Selama ini konstruksi jalan beton dilakukan dengan konstruksi beton secara manual. Di Sidoarjo telah dilakukan uji coba penggunaan konstruksi jalan beton pracetak, untuk meminimalisasi kekurangan pada konstruksi jalan beton manual.

Apa untungnya? Ruas jalan Kemangsen di kecamatan Krian Kabupaten Sidoarjo dengan panjang 1.100 m lebar perkerasan 7 m, merupakan jalan kabupaten yang memiliki konstruksi aspal yang sudah beberapa kali dilakukan pelapisan ulang (overlay).

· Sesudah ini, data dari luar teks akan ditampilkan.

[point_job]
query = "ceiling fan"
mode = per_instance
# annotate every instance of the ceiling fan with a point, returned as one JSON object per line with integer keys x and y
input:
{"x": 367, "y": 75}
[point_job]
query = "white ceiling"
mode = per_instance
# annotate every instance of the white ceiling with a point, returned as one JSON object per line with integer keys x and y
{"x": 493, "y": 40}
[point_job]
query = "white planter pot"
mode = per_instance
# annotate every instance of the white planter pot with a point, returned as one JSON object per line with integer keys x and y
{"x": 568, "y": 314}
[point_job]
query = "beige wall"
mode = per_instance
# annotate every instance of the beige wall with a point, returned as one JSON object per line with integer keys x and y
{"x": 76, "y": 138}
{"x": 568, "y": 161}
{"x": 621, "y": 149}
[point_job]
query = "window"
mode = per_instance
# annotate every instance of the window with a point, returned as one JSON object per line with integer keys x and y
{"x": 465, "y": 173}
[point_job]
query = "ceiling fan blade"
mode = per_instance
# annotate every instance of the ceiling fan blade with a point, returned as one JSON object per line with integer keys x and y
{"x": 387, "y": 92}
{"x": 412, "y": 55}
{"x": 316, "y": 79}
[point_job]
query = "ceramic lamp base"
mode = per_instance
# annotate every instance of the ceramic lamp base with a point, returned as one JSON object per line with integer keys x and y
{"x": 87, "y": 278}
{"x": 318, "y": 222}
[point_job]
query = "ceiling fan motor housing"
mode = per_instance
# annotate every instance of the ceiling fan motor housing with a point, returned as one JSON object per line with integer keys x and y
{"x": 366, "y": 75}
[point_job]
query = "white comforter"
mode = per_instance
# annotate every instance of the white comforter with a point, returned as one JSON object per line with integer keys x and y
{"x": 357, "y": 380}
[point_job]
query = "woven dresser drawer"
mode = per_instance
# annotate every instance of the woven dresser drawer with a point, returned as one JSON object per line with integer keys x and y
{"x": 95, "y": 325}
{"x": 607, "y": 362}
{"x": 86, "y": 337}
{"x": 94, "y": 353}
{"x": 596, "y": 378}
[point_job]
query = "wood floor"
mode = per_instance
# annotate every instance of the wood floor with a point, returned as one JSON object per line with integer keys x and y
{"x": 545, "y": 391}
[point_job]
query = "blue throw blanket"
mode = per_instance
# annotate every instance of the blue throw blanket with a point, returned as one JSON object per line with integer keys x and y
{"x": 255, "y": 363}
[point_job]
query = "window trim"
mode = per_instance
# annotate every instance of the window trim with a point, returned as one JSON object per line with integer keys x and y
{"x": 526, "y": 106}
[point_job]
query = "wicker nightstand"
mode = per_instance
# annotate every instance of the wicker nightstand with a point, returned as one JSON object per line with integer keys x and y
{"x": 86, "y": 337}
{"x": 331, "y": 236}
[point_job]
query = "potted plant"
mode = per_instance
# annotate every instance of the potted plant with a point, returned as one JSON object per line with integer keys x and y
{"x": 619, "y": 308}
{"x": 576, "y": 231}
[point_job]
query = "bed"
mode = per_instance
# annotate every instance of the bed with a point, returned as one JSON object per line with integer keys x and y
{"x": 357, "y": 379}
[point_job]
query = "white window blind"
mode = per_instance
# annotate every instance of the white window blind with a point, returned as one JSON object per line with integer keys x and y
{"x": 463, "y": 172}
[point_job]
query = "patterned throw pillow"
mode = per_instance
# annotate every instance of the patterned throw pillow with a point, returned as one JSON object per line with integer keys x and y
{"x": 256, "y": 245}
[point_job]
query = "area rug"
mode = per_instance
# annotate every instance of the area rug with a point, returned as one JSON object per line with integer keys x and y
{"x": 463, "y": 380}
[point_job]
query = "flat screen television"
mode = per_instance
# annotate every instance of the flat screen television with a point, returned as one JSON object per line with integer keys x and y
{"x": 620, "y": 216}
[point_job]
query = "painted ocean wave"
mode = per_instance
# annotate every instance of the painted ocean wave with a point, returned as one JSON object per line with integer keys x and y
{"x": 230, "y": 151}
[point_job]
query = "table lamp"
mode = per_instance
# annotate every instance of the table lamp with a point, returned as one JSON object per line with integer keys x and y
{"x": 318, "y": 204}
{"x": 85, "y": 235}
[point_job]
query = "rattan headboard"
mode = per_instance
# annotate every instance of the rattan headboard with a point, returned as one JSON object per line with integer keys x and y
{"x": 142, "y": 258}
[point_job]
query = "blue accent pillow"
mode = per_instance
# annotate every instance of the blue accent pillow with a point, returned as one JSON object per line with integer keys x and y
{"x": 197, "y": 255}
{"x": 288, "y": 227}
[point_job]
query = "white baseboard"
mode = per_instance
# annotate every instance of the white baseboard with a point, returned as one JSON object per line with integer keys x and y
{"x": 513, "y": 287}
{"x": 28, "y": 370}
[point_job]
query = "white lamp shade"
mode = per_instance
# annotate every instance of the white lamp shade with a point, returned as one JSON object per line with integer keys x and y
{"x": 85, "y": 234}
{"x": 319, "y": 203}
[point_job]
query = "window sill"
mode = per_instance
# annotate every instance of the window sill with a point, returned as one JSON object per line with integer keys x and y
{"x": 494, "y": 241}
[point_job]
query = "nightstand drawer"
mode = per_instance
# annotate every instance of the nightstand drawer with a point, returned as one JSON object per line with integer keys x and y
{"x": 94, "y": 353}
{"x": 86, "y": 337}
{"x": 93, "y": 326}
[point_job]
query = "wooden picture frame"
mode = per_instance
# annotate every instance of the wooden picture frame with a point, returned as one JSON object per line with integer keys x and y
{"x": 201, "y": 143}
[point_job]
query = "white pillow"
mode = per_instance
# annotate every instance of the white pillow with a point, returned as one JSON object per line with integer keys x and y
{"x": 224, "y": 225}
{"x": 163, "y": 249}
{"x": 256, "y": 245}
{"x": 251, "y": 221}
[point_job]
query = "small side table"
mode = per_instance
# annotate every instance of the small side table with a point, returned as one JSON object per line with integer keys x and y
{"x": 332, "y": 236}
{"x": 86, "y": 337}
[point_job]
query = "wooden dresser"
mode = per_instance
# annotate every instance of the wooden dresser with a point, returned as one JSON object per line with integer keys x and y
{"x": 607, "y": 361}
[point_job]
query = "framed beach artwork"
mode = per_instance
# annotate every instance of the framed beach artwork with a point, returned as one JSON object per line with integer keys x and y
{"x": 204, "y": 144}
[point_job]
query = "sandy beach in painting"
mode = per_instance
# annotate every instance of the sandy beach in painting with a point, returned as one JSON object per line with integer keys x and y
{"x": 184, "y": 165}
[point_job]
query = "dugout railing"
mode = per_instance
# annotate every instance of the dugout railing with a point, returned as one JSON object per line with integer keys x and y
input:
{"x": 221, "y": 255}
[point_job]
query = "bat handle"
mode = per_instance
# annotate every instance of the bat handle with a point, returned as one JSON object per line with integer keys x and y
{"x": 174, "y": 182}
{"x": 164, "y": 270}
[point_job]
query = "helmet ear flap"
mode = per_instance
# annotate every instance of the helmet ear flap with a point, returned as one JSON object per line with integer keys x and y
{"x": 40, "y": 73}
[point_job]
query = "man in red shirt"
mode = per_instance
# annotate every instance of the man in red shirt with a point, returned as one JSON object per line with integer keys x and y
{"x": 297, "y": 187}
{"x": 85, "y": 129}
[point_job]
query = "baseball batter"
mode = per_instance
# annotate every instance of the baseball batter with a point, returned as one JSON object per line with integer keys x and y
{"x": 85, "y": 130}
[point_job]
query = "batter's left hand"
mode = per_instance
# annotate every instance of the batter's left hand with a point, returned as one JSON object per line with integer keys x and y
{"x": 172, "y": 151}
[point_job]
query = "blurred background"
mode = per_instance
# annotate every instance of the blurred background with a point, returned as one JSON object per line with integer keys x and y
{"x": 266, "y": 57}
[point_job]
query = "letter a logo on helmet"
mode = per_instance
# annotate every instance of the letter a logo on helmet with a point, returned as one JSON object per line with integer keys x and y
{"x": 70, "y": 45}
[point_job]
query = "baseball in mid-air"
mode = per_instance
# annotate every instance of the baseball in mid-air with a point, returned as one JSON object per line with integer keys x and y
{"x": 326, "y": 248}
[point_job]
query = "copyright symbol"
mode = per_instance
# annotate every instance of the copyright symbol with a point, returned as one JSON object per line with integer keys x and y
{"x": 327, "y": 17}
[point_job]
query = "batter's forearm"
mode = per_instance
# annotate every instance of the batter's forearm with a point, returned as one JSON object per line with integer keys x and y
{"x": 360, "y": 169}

Struktur tanahnya lembek, elevasi rendah sehingga sering tergenang pada musim hujan. Volume lalu lintas cukup tinggi dengan dominasi kendaraan berat. Hampir setiap tahun dilakukan penanganan di ruas jalan ini, baik dengan pemeliharaan maupun peningkatan. Namun ruas jalan ini sering menjadi sorotan masyarakat. Seolah-olah ruas jalan ini tidak pernah ditangani.

Setelah beberapa kali diskusi dengan berbagai pihak yang kompeten dalam konstruksi jalan beton, muncul solusi dengan menggunakan konstruksi jalan beton pracetak (precast rigid pavement). Konstruksi jalan beton pracetak dibuat dengan menggunakan rangka beton berbentuk lembaran yang dirangkai sedemikian sehingga memiliki ikatan yang kuat.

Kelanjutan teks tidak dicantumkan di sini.